Obama won big? Why did the moment feel so small? My sympathies are not with the scorched earth tactics of the Tea Party, but one of the last opportunities to set the American economy aright has come and gone. If Obama won big, America - not the Republicans - lost big. And although it may take another 25 years (less if interest rates rise), the writing is on the wall. (Stop focusing on the . . . bloggers? That should make all the difference.)

Dowd continues:

"Obama says he will now work for an immigration bill and a budget deal with deficit cuts. But as Peter Nicholas and Carol E. Lee pointed out in The Wall Street Journal, the president did not mention his more ambitious goals: hiking the minimum wage, widening access to preschool education, and shoring up bridges and roads."

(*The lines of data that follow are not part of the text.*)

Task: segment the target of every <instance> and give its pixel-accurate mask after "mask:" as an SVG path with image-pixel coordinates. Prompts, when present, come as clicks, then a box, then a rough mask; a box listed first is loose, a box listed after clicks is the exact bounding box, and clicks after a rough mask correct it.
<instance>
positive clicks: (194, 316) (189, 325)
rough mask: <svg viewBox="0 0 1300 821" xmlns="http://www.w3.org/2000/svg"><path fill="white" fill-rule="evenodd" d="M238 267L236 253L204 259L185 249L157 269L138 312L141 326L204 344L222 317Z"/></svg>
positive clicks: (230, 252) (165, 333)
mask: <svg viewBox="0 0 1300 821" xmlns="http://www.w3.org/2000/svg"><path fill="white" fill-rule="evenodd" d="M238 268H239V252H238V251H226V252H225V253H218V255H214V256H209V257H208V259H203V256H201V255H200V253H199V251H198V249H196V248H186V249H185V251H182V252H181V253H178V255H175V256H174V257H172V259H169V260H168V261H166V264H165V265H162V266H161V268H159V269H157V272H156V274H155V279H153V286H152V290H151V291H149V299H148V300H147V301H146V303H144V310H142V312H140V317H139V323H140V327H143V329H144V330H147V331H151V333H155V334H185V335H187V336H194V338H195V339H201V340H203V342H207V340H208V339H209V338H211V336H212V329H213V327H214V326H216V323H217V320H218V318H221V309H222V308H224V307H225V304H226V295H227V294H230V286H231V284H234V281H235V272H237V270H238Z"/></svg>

From where will the funding for Obamacare and these other "ambitious goals" come? Answer: With the shutdown behind us, the US Treasury will soon be printing money around the clock, and it might be well worth your while to begin examining financing options on a hi-tech wheelbarrow that will soon be needed to cart piles of $100 bills over to the nearest supermarket to buy bread.

Dowd's conclusion:

"The paradox of Obama is that he believes in his own magical powers, but then he doesn’t turn up to use them."

But why should he bother using these magical powers, if, as Valerie Jarrett would have us know, the president has "been bored to death his whole life" and is "just too talented to do what ordinary people do"? Or stated more simply, why should the anointed one condescend to the level of the hoi polloi?

As I see it, three more years of Obama should pretty much finish off any chance of the US surviving as a global power - economic, military or otherwise.